Usul, Ostpolitik, Léa Chamboncel, Osons causer, Bolchegeek, Partager c’est sympa et tant d’autres. Les consommateurs de politique en ligne nés au troisième millénaire connaissent assurément ces noms. Les plus âgés approchent la fin de la trentaine et mènent la bataille des idées de gauche depuis des années. Pour beaucoup, c’est la force de la fachosphère qui les a menés à cet engagement chronophage et intense. Lorsqu’Usul se lance, il souhaite lutter contre « un vide béant » occupé notamment par Alain Soral. Pour d’autres, c’est l’urgence climatique qui impose cet investissement, ou encore la lutte contre les dominations.

Leurs armes ? D’abord des vidéos, puis des échanges en direct, des tweets, des entretiens avec des journalistes et des chercheurs pour faire avancer les idéaux de l’émancipation.

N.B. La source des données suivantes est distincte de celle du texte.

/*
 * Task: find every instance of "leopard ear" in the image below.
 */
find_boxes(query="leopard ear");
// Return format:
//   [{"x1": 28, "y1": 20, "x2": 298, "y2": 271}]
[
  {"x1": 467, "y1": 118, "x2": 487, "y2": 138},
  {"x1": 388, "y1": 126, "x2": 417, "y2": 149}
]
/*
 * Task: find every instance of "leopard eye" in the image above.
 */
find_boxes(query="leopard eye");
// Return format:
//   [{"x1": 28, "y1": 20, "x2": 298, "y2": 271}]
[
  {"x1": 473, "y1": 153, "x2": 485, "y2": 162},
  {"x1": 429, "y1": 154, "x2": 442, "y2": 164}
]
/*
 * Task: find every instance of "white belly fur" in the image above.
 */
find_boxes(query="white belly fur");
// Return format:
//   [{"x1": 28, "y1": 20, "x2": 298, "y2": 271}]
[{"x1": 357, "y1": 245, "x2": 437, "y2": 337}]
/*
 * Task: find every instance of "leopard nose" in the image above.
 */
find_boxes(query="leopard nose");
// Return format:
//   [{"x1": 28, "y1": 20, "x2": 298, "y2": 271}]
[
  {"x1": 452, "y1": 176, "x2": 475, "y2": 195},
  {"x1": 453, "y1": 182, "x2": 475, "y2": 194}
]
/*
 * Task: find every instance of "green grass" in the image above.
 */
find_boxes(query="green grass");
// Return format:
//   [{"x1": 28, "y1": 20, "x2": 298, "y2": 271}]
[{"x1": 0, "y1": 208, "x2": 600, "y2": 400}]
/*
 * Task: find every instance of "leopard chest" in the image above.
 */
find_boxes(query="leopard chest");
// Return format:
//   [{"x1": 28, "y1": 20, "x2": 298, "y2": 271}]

Chaque espace en ligne investi nécessite un travail à part pour en maîtriser les codes et les outils. En direct face aux internautes, ils et elles deviennent animateurs, voire journalistes à l’occasion des revues de presse. Une multitude d’activités qui demeurent pourtant des « métiers assez solitaires », selon Ludo, de la chaîne Youtube Osons causer.

Le résultat est impressionnant : leurs audiences sont n’ont rien à envier à celles des médias audiovisuels. Les vidéos postées sur YouTube peuvent rassembler plusieurs centaines de milliers de spectateurs. Au point que l’on peut s’interroger sur la stature acquise. Comment qualifier leur travail ? Ils et elles peinent à le faire. Vulgarisateurs scientifiques et politiques ? les interroge-t-on. Voilà qui ne les convainc guère. En réalité, il s’agit « d’un patchwork de métiers différents », décrit Ostpolitik, d’autant plus différents que les pratiques divergent. Partager c’est sympa accompagne les militants sur le terrain et se qualifie de « vidéaste activiste », Bolchegeek réalise de « l’essai vidéo » tandis que Léa Chamboncel est « journaliste engagée ».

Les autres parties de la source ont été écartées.